Muskogee County Conservation District Receives No-Till Drill
(Another Success Story: Earlier in the year the district received land and financial donations for conservation reserve. Click here for more.)
In the fall of 2008 Muskogee County Conservation District (MCCD) purchased and put to work a new Great Plains No-Till drill. Grants from the Cherokee and Creek Nations and other assistance made the purchase possible.
“We are especially grateful to Rep. Jerry McPeak and Sen. Earl Garrison for their help in getting sponsors together to help fund this very valuable and important piece of equipment for Muskogee County,” said Andy Qualls, MCCD equipment manager.
Qualls said he had not had luck getting a grant to help purchase the equipment until he contacted Sen. Garrison who said he would see if he could help. Sen. Garrison contacted Rep. Jerry McPeak and explained the benefits of no-till equipment for MCCD. Rep. McPeak contacted the Cherokees and Creeks and other groups and scheduled a meeting at the MCCD office.
“I made a presentation at the meeting where representatives from Creek Nation, Cherokee Nation , Muskogee Development District, OACD (Oklahoma Association of Conservation Districts) and others completely agreed on the need for the equipment and committed to working toward finding a collective means of funding the drill,” Qualls said. “We received tentative commitments from the Cherokee and Creek Nations along with a matching commitment of 319 funds from the Conservation Commission.
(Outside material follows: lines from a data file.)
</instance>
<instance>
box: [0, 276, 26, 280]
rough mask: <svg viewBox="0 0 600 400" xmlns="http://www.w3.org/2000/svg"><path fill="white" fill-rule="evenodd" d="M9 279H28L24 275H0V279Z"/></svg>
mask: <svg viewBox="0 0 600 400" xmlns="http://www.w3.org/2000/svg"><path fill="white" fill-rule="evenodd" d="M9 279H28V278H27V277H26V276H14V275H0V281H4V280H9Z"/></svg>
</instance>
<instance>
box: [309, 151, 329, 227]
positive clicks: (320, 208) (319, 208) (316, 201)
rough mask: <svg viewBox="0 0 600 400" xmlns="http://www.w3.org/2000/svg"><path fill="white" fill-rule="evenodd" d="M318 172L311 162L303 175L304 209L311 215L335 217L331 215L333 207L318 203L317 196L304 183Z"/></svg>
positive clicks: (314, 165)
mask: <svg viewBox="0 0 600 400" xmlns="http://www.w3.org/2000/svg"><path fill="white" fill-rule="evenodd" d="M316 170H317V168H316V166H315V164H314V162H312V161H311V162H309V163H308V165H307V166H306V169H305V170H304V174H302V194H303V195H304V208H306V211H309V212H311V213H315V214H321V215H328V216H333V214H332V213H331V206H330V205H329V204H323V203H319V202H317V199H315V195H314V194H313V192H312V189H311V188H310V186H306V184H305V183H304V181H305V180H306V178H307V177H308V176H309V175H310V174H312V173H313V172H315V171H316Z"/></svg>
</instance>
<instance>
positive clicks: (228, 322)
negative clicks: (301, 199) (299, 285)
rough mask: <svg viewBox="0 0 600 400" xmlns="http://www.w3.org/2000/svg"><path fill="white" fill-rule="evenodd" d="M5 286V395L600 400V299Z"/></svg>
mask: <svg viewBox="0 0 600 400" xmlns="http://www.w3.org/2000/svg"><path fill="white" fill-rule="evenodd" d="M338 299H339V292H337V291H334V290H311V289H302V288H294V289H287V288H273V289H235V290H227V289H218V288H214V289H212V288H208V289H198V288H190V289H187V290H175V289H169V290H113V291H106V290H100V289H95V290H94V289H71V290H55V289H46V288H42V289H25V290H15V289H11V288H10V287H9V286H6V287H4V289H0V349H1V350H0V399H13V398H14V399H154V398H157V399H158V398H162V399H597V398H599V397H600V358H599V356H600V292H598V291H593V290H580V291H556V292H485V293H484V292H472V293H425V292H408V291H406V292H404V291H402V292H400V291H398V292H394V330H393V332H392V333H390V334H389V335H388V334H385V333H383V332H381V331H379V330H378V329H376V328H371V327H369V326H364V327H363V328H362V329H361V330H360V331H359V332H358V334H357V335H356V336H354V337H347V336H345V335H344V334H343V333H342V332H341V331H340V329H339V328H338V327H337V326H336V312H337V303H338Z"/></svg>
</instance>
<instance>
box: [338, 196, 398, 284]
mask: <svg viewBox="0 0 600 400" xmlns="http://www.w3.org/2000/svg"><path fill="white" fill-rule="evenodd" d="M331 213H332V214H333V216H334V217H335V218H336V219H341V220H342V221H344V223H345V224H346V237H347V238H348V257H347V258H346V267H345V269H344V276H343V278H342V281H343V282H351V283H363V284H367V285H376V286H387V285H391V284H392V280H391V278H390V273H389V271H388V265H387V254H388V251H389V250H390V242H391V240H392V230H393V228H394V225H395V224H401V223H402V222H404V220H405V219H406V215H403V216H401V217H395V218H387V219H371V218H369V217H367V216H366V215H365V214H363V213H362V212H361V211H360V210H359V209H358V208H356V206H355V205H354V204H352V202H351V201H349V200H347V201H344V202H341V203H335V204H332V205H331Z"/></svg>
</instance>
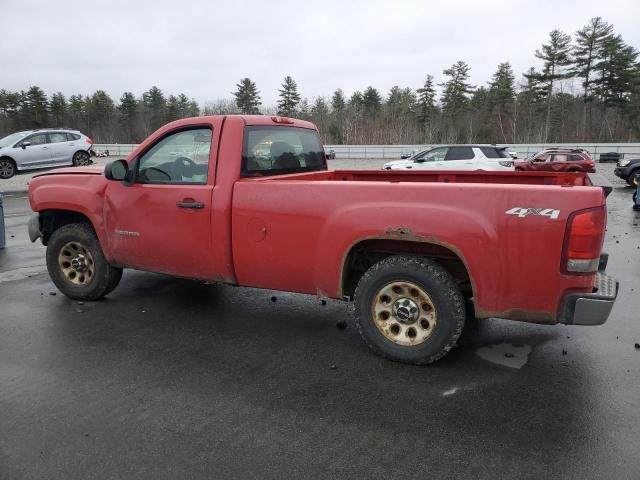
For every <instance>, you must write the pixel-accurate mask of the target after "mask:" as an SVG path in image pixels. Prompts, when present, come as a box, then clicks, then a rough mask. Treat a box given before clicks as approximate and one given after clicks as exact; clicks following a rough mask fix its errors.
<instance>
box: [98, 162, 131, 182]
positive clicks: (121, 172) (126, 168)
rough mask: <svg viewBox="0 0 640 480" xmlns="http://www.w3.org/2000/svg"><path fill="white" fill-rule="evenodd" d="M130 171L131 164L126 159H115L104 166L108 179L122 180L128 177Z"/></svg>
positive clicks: (105, 176) (107, 179)
mask: <svg viewBox="0 0 640 480" xmlns="http://www.w3.org/2000/svg"><path fill="white" fill-rule="evenodd" d="M128 171H129V164H128V163H127V162H126V160H122V159H120V160H114V161H113V162H109V163H107V165H106V166H105V167H104V176H105V177H106V178H107V180H116V181H122V180H124V179H125V178H126V176H127V172H128Z"/></svg>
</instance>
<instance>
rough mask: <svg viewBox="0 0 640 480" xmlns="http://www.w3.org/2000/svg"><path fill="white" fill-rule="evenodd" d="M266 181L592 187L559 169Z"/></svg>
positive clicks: (444, 171) (589, 179)
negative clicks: (552, 185) (294, 181)
mask: <svg viewBox="0 0 640 480" xmlns="http://www.w3.org/2000/svg"><path fill="white" fill-rule="evenodd" d="M265 180H315V181H344V182H389V183H397V182H422V183H484V184H487V183H490V184H512V185H519V184H520V185H554V186H563V185H566V186H574V187H583V186H591V185H592V182H591V181H590V177H589V174H586V173H557V172H460V171H437V172H436V171H433V172H428V171H402V170H327V171H322V172H313V173H300V174H293V175H282V176H278V177H266V178H265Z"/></svg>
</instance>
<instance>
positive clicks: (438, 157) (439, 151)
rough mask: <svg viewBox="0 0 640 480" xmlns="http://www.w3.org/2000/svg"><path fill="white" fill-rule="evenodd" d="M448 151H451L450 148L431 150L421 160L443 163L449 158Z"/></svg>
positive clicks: (447, 147) (427, 152)
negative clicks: (448, 150)
mask: <svg viewBox="0 0 640 480" xmlns="http://www.w3.org/2000/svg"><path fill="white" fill-rule="evenodd" d="M447 150H449V148H448V147H440V148H434V149H433V150H429V151H428V152H427V153H426V154H425V155H424V156H423V157H422V159H421V160H422V161H424V162H442V161H443V160H444V159H445V157H446V156H447Z"/></svg>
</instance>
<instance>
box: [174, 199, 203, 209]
mask: <svg viewBox="0 0 640 480" xmlns="http://www.w3.org/2000/svg"><path fill="white" fill-rule="evenodd" d="M176 206H177V207H178V208H194V209H196V210H198V209H201V208H204V203H202V202H196V201H195V200H194V199H193V198H185V199H184V200H182V201H181V202H176Z"/></svg>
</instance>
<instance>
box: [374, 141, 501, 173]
mask: <svg viewBox="0 0 640 480" xmlns="http://www.w3.org/2000/svg"><path fill="white" fill-rule="evenodd" d="M382 168H383V169H385V170H467V171H469V170H487V171H498V172H499V171H513V160H512V159H511V157H510V156H509V154H508V153H507V151H506V148H504V147H496V146H495V145H441V146H439V147H435V148H431V149H429V150H424V151H422V152H420V153H417V154H416V155H414V156H413V157H410V158H407V159H405V160H395V161H393V162H388V163H385V164H384V166H383V167H382Z"/></svg>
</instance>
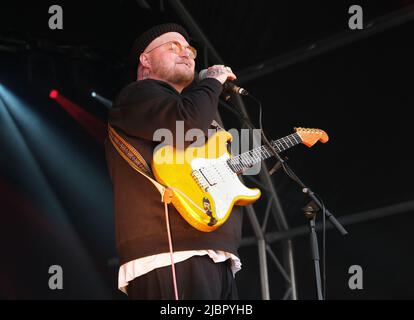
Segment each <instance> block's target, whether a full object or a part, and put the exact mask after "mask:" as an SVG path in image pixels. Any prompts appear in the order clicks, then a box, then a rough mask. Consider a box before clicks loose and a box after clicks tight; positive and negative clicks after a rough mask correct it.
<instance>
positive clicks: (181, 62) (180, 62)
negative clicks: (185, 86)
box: [177, 62, 191, 68]
mask: <svg viewBox="0 0 414 320" xmlns="http://www.w3.org/2000/svg"><path fill="white" fill-rule="evenodd" d="M177 64H183V65H185V66H187V67H188V68H191V65H190V63H189V62H179V63H177Z"/></svg>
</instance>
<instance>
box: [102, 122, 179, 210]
mask: <svg viewBox="0 0 414 320" xmlns="http://www.w3.org/2000/svg"><path fill="white" fill-rule="evenodd" d="M108 134H109V139H110V140H111V142H112V144H113V146H114V147H115V149H116V150H117V151H118V153H119V154H120V155H121V157H122V158H124V159H125V160H126V161H127V162H128V164H129V165H130V166H131V167H132V168H133V169H134V170H135V171H138V172H139V173H141V174H142V175H143V176H145V177H146V178H147V179H148V180H150V181H151V182H152V183H153V184H154V186H155V187H156V188H157V189H158V191H159V192H160V193H161V197H162V201H164V202H166V201H168V202H167V203H169V202H170V201H171V197H172V194H171V192H165V191H166V187H165V186H163V185H162V184H160V183H159V182H158V181H156V180H154V176H153V174H152V172H151V169H150V168H149V166H148V164H147V162H146V161H145V159H144V158H143V157H142V156H141V154H140V153H139V152H138V151H137V150H136V149H135V148H134V147H133V146H131V145H130V144H129V143H128V142H127V141H125V140H124V139H123V138H122V137H121V136H120V135H119V134H118V133H117V132H116V131H115V129H114V128H113V127H112V126H111V125H110V124H109V123H108Z"/></svg>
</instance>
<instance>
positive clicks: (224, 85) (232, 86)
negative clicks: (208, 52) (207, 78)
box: [198, 69, 249, 96]
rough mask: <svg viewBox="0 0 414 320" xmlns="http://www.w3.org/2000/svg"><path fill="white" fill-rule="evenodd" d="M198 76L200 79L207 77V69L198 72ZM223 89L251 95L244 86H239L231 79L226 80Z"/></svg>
mask: <svg viewBox="0 0 414 320" xmlns="http://www.w3.org/2000/svg"><path fill="white" fill-rule="evenodd" d="M198 78H199V79H200V80H203V79H205V78H207V69H203V70H201V71H200V73H199V74H198ZM223 91H226V92H232V93H237V94H240V95H242V96H248V95H249V93H248V92H247V90H245V89H243V88H242V87H239V86H237V85H235V84H234V83H233V82H231V81H226V82H224V84H223Z"/></svg>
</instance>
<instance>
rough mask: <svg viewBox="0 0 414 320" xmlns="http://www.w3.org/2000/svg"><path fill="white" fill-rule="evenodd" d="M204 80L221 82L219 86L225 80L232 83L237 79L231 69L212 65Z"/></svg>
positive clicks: (225, 81) (215, 65)
mask: <svg viewBox="0 0 414 320" xmlns="http://www.w3.org/2000/svg"><path fill="white" fill-rule="evenodd" d="M206 78H214V79H217V80H218V81H220V82H221V84H223V83H224V82H226V81H227V80H230V81H232V80H236V79H237V77H236V75H235V74H234V73H233V71H231V68H230V67H226V66H223V65H214V66H212V67H210V68H208V69H207V73H206Z"/></svg>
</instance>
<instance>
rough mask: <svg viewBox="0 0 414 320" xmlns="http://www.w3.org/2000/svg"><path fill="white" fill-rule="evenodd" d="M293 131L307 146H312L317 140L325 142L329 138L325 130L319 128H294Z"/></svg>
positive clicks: (309, 146) (313, 144) (315, 142)
mask: <svg viewBox="0 0 414 320" xmlns="http://www.w3.org/2000/svg"><path fill="white" fill-rule="evenodd" d="M295 131H296V133H297V134H298V135H299V137H300V138H301V139H302V143H303V144H304V145H306V146H308V147H312V146H313V145H314V144H315V143H316V142H318V141H320V142H322V143H326V142H328V140H329V137H328V135H327V134H326V132H325V131H323V130H321V129H313V128H295Z"/></svg>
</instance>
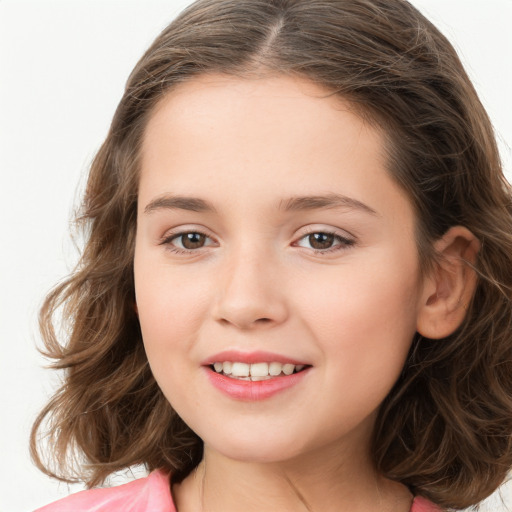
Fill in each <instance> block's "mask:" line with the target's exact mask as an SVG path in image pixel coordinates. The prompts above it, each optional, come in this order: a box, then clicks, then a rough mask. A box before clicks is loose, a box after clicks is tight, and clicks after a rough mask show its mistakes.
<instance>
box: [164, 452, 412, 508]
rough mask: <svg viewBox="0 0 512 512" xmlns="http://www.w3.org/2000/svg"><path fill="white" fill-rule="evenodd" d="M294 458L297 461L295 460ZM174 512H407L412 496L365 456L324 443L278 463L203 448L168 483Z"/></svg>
mask: <svg viewBox="0 0 512 512" xmlns="http://www.w3.org/2000/svg"><path fill="white" fill-rule="evenodd" d="M299 459H300V460H299ZM173 494H174V496H175V501H176V505H177V509H178V512H192V511H193V512H198V511H201V512H217V511H218V512H220V511H222V512H235V511H240V510H244V511H246V512H253V511H254V512H256V511H258V512H261V511H262V510H279V511H282V512H299V511H300V512H303V511H304V512H317V511H322V512H331V511H332V512H349V511H350V512H363V511H364V512H386V511H390V512H391V511H392V512H408V511H409V509H410V506H411V501H412V496H411V494H410V492H409V490H408V489H407V488H406V487H405V486H403V485H402V484H399V483H397V482H392V481H391V480H388V479H385V478H384V477H382V476H379V475H378V474H377V473H376V472H375V470H374V469H373V465H372V463H371V460H370V457H369V455H368V454H362V453H358V454H356V453H353V450H352V451H351V450H340V449H339V448H338V447H333V446H326V447H324V448H323V449H322V450H316V451H315V452H314V453H306V454H301V455H300V457H296V458H294V459H291V460H287V461H284V462H265V463H262V462H247V461H236V460H233V459H230V458H227V457H225V456H223V455H222V454H220V453H219V452H216V451H215V450H213V449H211V448H209V447H207V446H206V447H205V455H204V458H203V461H202V462H201V464H200V465H199V466H198V467H197V468H196V470H195V471H194V472H193V473H192V474H191V475H189V476H188V477H187V478H186V479H185V480H184V481H183V482H182V483H181V484H179V485H175V486H174V487H173Z"/></svg>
From that point on it was only a few weeks before we received the checks from the Cherokees and Creeks and the allocation from OCC,” he said. “The order for the drill was placed the same week that the final part of the funding — the allocation from OCC — was received and the drill came in eight months later. We made about half a dozen rentals last fall and are receiving quite a few inquiries so far this winter,” Qualls said.
The drill is used for planting grass, wheat and clover as well as pasture mixtures. There are some clovers and warm season grasses and other crops that can be planted in the spring and summer seasons.
“We have been renting the drill for $125 per day, and planting 10-20 acres per day has not been uncommon,” Qualls said. The drill is equipped with a regular seed box, a small seed box for clovers and similar seeds, and a fluffy seed box for native grasses. Qualls pointed out that the Muskogee County Oklahoma State University Extension Service, 918-686-7200, is a good source to find out planting dates and other information for forage and other crops.